Mastiff pup to replace a GSD, not a good deal.

What a strange situation all the way around.

Annette


----------



## Jax08 (Feb 13, 2009)

That is just....odd?


----------



## Lilie (Feb 3, 2010)

I just tried to stomach one of Jack in the Box's chicken salads. Would have much rather of gotten a puppy.


----------



## Jack's Dad (Jun 7, 2011)

I get so disgusted with our celebrity loving society. 

These people are probably elated that they are the lucky ones to have their dog shot by a "*star's bodyguard*" Probably got an autograph too.

Makes me want to barf.


----------



## selzer (May 7, 2005)

So, uhm, why'd the dog bite the body guard?

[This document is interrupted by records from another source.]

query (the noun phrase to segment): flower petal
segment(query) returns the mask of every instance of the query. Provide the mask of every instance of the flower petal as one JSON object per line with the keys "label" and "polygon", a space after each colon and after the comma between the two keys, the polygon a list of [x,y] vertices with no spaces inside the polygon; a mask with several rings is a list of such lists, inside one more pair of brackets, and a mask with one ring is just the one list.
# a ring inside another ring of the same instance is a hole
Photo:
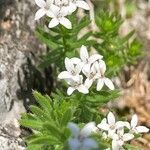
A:
{"label": "flower petal", "polygon": [[59,79],[69,79],[71,78],[71,74],[68,71],[63,71],[58,75]]}
{"label": "flower petal", "polygon": [[87,48],[84,45],[82,45],[82,47],[80,49],[80,58],[83,62],[87,62],[87,59],[89,59],[89,54],[88,54]]}
{"label": "flower petal", "polygon": [[77,124],[73,122],[69,122],[67,127],[71,130],[71,133],[74,137],[78,137],[80,133],[80,128],[77,126]]}
{"label": "flower petal", "polygon": [[89,79],[87,78],[84,82],[84,85],[89,89],[93,84],[93,80],[92,79]]}
{"label": "flower petal", "polygon": [[102,75],[105,74],[106,71],[106,64],[103,60],[99,60],[99,68]]}
{"label": "flower petal", "polygon": [[58,13],[60,11],[60,7],[52,4],[52,5],[50,5],[50,10],[53,12],[53,14],[54,14],[53,18],[54,18],[58,15]]}
{"label": "flower petal", "polygon": [[136,130],[138,133],[147,133],[149,132],[149,129],[145,126],[138,126],[136,127]]}
{"label": "flower petal", "polygon": [[90,64],[83,64],[82,72],[85,76],[88,76],[90,74]]}
{"label": "flower petal", "polygon": [[108,131],[109,130],[109,125],[107,124],[106,118],[104,118],[100,124],[97,125],[98,128]]}
{"label": "flower petal", "polygon": [[89,93],[88,88],[87,88],[86,86],[84,86],[83,84],[81,84],[81,85],[77,88],[77,90],[78,90],[79,92],[83,93],[83,94]]}
{"label": "flower petal", "polygon": [[66,27],[67,29],[72,29],[72,24],[70,22],[69,19],[65,18],[65,17],[61,17],[59,19],[60,24],[62,24],[64,27]]}
{"label": "flower petal", "polygon": [[96,60],[99,60],[99,59],[102,59],[102,58],[103,58],[103,56],[101,56],[99,54],[93,54],[92,56],[90,56],[89,62],[92,64]]}
{"label": "flower petal", "polygon": [[81,63],[81,62],[78,63],[75,67],[76,74],[79,74],[81,72],[82,68],[83,68],[83,63]]}
{"label": "flower petal", "polygon": [[77,1],[76,1],[76,5],[77,5],[78,7],[80,7],[80,8],[82,8],[82,9],[90,10],[89,5],[88,5],[85,1],[83,1],[83,0],[77,0]]}
{"label": "flower petal", "polygon": [[116,140],[112,140],[112,150],[120,150],[120,145]]}
{"label": "flower petal", "polygon": [[116,122],[116,129],[120,129],[126,126],[126,123],[124,121],[117,121]]}
{"label": "flower petal", "polygon": [[79,150],[81,142],[77,138],[71,138],[68,140],[69,150]]}
{"label": "flower petal", "polygon": [[35,0],[35,3],[41,8],[46,6],[46,2],[44,0]]}
{"label": "flower petal", "polygon": [[91,138],[86,138],[82,143],[82,150],[91,150],[91,149],[97,149],[98,144],[95,140]]}
{"label": "flower petal", "polygon": [[96,90],[100,91],[103,88],[103,86],[104,86],[104,80],[103,80],[103,78],[102,79],[98,79]]}
{"label": "flower petal", "polygon": [[65,67],[66,67],[67,71],[70,73],[72,71],[74,71],[74,65],[68,57],[65,58]]}
{"label": "flower petal", "polygon": [[116,119],[112,112],[109,112],[107,115],[107,121],[109,125],[115,125]]}
{"label": "flower petal", "polygon": [[110,89],[110,90],[114,90],[115,87],[114,87],[114,84],[113,82],[108,79],[108,78],[104,78],[104,83],[106,84],[106,86]]}
{"label": "flower petal", "polygon": [[74,87],[69,87],[67,90],[67,94],[71,95],[76,89]]}
{"label": "flower petal", "polygon": [[123,141],[130,141],[130,140],[132,140],[134,138],[134,135],[133,134],[130,134],[130,133],[125,133],[124,135],[123,135]]}
{"label": "flower petal", "polygon": [[67,7],[67,9],[68,9],[68,15],[69,15],[69,14],[72,14],[73,12],[76,11],[77,6],[74,3],[70,2],[70,4]]}
{"label": "flower petal", "polygon": [[57,18],[53,18],[53,19],[50,21],[48,27],[49,27],[49,28],[53,28],[53,27],[57,26],[58,24],[59,24],[58,19],[57,19]]}
{"label": "flower petal", "polygon": [[35,20],[39,20],[41,17],[43,17],[46,14],[44,9],[39,9],[35,14]]}
{"label": "flower petal", "polygon": [[81,62],[81,59],[77,58],[77,57],[73,57],[70,59],[71,62],[75,65],[79,64]]}
{"label": "flower petal", "polygon": [[80,136],[81,137],[88,137],[90,136],[93,132],[96,132],[97,128],[95,126],[95,122],[89,122],[86,124],[83,129],[80,131]]}
{"label": "flower petal", "polygon": [[131,119],[131,128],[135,128],[138,124],[138,116],[134,114]]}

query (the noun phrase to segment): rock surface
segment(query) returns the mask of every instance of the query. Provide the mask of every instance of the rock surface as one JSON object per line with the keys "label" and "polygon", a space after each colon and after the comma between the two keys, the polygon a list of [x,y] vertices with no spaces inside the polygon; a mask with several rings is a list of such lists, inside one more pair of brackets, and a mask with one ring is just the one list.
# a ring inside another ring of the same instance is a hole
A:
{"label": "rock surface", "polygon": [[[16,125],[25,112],[20,81],[25,75],[22,66],[43,46],[33,34],[34,1],[0,1],[0,150],[23,150],[21,130]],[[33,60],[34,61],[34,60]],[[26,85],[23,85],[26,89]]]}

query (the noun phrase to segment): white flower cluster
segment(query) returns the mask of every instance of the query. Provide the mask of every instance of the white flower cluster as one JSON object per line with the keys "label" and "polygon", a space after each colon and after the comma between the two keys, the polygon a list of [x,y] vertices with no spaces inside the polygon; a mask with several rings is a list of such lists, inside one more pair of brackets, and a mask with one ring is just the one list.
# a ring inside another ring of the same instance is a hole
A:
{"label": "white flower cluster", "polygon": [[[103,138],[112,140],[112,147],[107,150],[124,150],[125,142],[134,138],[134,134],[147,133],[149,129],[145,126],[137,126],[138,117],[133,115],[131,122],[116,121],[112,112],[109,112],[107,118],[104,118],[97,126],[94,122],[86,124],[83,129],[74,124],[69,123],[68,128],[71,130],[72,137],[68,140],[70,150],[91,150],[98,149],[98,144],[92,138],[92,133],[99,134],[103,132]],[[126,130],[125,130],[126,129]],[[125,133],[125,131],[128,131]]]}
{"label": "white flower cluster", "polygon": [[44,15],[52,18],[48,27],[53,28],[58,24],[71,29],[72,24],[66,16],[71,15],[77,7],[89,10],[89,5],[84,0],[35,0],[40,9],[35,14],[35,20]]}
{"label": "white flower cluster", "polygon": [[89,56],[87,48],[83,45],[80,49],[80,58],[65,59],[66,71],[61,72],[58,78],[64,79],[70,85],[67,90],[68,95],[75,90],[87,94],[95,81],[97,82],[97,91],[100,91],[104,84],[110,90],[114,90],[112,81],[105,77],[106,64],[102,58],[103,56],[99,54]]}
{"label": "white flower cluster", "polygon": [[[112,139],[112,150],[123,150],[125,142],[134,138],[134,134],[149,132],[145,126],[137,126],[138,117],[133,115],[131,122],[116,121],[112,112],[109,112],[107,118],[104,118],[97,127],[103,131],[104,138]],[[125,133],[127,129],[128,132]]]}

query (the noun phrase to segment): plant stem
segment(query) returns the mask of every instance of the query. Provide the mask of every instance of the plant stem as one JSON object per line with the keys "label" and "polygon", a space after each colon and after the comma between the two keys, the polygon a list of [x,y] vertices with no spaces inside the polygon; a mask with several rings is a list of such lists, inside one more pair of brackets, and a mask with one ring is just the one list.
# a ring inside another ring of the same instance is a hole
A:
{"label": "plant stem", "polygon": [[62,41],[63,41],[64,53],[66,53],[66,51],[67,51],[67,43],[66,43],[66,39],[65,39],[64,29],[63,29],[62,26],[60,26],[60,31],[61,31]]}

And, uhm, why did the body guard not make a complaint about the dog biting him?

Why is the body cart carting around a mastiff puppy to give away? 

Why does this news story generate more questions than information?

As utterly disgusting as this question sounds from my screwed up brain, could it be that this was all a stupid publicity stunt?


----------



## Ruthie (Aug 25, 2009)

That is the most bizzar story I have heard in a long time. 

As horrible as it is that the dog got shot, if a dog where biting me and I couldn't make it stop...

And what kind of person hands over their 8 week old puppy to a total stranger?


----------



## selzer (May 7, 2005)

What kind of people accept an eight week old puppy that will become a 220 pound dog without even thinking about it?

GSD Mastiff GSD Mastiff Hmmmmmm

Herding dog Estate Owner's Dog

Shedding Drooling

High energy/high drive, couch potato

Highly trained adult dog/ completely untrained puppy


----------



## Jax's Mom (Apr 2, 2010)

I have another question to add: how come everyone I've ever heard say "my dog is an ex-K9" has been an imbecile? Do police forces look for imbeciles or do the imbeciles seek out ex K9's? 
...No offense to anyone here, I don't know of anyone with one from these boards, but it's becoming a pattern...


----------



## wildo (Jul 27, 2006)

Who cares. This Katt guy is scum anyhow:
Katt Williams Ordered to Pay $577k in Dog Attack Case | TMZ.com


----------



## selzer (May 7, 2005)

Jax's Mom said:


> I have another question to add: how come everyone I've ever heard say "my dog is an ex-K9" has been an imbecile? Do police forces look for imbeciles or do the imbeciles seek out ex K9's?
> ...No offense to anyone here, I don't know of anyone with one from these boards, but it's becoming a pattern...


Or do complete imbeciles believe every moron that tell them that the dog was a K9?

The reason I ask is because in my neck of the woods, the cops are either making the bulk of their money pimping their pups or there is a whole lot of LYING going on. If only I had a nickel for every time someone tells me that the pop was a K9...


----------



## BlackPuppy (Mar 29, 2007)

fuzzybunny said:


> If my dog was shot and killed in front of me I don't think I'd be able to pose for pictures nor would I accept a new dog I knew nothing about even.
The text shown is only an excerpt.